Austerity is the key watchword of governments trying to cut deficits and remove debts that are crippling European economies. But the example must come from the top - and scalps have been taken.
Like many European countries looking at a deficit mountain, France needs to cut back on its expenses.
But before spending on public services can be slashed – with the inevitable backlash of strikes and protests from the unions – an example needs to be set from the top.
Two junior ministers have resigned, but they are not the only members of President Nicolas Sarkozy’s cabinet who have been shown to take embarrassing liberties at the tax-payer’s expense.
Eric Woerth, July 2010 - "What the butler heard"
Labour Minister Eric Woerth's ties to France's richest woman, L'Oreal heiress Liliane Bettencourt, have come under intense scrutiny. His name came up in conversations secretly taped by Bettencourt's butler in which she allegedly plotted to evade taxes on her fortune at a time when the minister's wife worked for a firm managing the billionaire's estate.
Woerth denies any impropriety, although his wife stopped working on the Bettencourt account when the allegations emerged.
Rama Yade, June 2010 – “Hotel blues”
Even before the French football World Cup squad went on strike and lost their matches, junior Sports Minister Rama Yade made clear her disapproval that “Les Bleus” were being pampered in outrageously expensive lodgings in South Africa. But it transpired that her own stay in South Africa in a luxury suite was costing the French taxpayer 667 euros a night, 78 euros more than the “Ritzy” accommodation booked for the players.
Christian Blanc, June 2010 – “The affair of the expensive cigars”

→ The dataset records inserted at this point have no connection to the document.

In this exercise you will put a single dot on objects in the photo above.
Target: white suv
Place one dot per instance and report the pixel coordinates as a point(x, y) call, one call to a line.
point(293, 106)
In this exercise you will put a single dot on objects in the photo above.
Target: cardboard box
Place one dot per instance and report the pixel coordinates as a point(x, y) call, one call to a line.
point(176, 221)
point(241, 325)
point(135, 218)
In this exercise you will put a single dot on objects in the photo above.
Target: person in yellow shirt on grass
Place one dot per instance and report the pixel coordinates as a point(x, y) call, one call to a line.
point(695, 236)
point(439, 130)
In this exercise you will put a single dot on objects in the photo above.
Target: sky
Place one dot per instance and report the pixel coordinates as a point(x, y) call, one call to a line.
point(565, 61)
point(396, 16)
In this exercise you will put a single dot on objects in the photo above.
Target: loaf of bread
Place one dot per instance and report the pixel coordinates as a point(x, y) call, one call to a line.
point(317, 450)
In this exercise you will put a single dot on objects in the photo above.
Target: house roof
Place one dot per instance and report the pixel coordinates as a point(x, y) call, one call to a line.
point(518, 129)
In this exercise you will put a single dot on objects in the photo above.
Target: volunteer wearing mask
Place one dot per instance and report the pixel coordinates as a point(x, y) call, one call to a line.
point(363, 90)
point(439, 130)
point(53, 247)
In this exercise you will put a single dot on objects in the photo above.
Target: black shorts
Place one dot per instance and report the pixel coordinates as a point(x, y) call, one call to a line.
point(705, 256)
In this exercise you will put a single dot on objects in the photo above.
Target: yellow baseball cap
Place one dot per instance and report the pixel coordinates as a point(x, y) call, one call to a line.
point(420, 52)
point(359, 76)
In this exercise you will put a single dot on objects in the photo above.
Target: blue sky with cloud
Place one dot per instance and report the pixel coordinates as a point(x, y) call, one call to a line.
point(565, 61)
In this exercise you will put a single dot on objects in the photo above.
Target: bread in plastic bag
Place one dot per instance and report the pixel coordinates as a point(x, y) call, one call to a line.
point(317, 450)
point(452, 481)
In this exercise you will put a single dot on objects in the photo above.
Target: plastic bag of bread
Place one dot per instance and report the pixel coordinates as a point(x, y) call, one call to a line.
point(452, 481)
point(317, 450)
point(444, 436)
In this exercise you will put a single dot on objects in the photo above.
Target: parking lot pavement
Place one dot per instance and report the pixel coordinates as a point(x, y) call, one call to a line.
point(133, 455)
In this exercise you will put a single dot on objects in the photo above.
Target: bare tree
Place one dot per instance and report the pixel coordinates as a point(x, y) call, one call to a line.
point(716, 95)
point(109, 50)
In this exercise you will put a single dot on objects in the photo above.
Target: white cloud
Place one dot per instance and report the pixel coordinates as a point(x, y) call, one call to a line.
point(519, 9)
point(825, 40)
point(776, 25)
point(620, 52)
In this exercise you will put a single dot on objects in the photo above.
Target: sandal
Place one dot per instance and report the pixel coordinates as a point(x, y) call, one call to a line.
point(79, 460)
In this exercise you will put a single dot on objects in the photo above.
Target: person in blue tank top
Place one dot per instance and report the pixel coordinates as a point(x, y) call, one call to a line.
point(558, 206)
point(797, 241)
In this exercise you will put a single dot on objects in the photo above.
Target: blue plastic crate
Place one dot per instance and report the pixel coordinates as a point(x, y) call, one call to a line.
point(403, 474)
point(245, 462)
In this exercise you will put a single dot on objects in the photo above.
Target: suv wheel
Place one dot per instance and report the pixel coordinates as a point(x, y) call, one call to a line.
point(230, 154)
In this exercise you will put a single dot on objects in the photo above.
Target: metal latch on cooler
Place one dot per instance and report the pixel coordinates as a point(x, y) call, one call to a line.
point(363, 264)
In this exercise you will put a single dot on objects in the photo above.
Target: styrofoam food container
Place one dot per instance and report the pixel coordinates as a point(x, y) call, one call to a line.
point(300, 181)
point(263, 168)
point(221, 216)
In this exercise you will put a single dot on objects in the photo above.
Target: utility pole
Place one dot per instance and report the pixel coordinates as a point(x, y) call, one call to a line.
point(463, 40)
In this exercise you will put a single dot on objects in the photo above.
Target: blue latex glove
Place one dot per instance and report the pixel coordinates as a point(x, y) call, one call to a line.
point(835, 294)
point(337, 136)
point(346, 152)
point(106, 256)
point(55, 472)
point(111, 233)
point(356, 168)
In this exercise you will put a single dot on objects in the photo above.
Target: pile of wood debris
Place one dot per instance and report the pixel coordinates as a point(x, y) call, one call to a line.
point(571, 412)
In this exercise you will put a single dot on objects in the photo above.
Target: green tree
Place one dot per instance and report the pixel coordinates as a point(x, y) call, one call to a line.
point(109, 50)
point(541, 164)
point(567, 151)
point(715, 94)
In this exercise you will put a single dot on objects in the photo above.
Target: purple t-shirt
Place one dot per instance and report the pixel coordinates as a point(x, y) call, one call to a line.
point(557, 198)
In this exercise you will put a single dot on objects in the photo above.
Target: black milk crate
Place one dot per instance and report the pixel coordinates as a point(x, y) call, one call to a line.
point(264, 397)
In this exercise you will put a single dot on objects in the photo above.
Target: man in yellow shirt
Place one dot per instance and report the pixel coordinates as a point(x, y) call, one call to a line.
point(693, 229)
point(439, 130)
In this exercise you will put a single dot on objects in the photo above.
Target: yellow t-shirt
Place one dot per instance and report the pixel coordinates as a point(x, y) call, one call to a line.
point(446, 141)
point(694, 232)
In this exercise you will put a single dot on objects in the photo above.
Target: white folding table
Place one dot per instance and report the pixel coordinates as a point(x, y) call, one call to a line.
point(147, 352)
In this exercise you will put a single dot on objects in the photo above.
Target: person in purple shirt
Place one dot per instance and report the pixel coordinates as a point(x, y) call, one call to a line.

Christian Blanc was the secretary of state in charge of Sarkozy's so-called ”Grand Paris'' project, a 21-billion-euro project designed to respond to the global economic crisis and boost greater Paris as a 21st-century business powerhouse.
But Blanc came under fierce criticism after French satirical weekly newspaper Le Canard Enchainé revealed that his office charged 12,000 euros worth of cigars to his ministry's budget. He later said he reimbursed the government the portion of that money spent on cigars for his personal use. He resigned alongside Joyandet.
Christine Boutin, June 2010 – “The triple salary”
It was revealed that former Housing Minister Christine Boutin was earning 9,500 euros a month for heading up a government commission into the social consequences of globalisation. But in addition to the fees, she was also earning 6,000 euros from a parliamentary pension and 2,000 euros from her salary as a mayor.
Fadela Amara, June 2010 – “Safe as houses”
Junior Minister for towns Fadela Amara also came under fire for allowing family members to use state properties which she was not occupying.
At the end of June she said publicly that she was in favour of a “toughening of rules” concerning ministerial perks.
Alain Joyandet, April 2010 – “The jet-setter”
Alain Joyandet, France’s junior minister for overseas aid, used a private jet to go to a meeting in Martinique, at a cost to the taxpayer of 116,500 euros. He was also accused of breaching planning regulations at his home in Saint-Tropez, where he was alleged to have obtained planning permission to extend his villa that was far larger than that permitted by local planning regulations.
Although Joyandet insisted that “diary constraints” stopped him from taking a commercial flight, he was forced to resign at the beginning of July as pressure mounted for greater government austerity.
Christian Estrosi – May 2010 – “It’s only small”
The satirical weekly newspaper paper Le Canard Enchainé revealed that France’s industry minister, Christian Estrosi, was benefiting from two apartments as perks for his job where one apartment is generally the norm. Showing his apartment to reporters he inststed they were “only” small.
His daughter, a university student, lives in one of the apartments in the swish 7th arrondissement of Paris.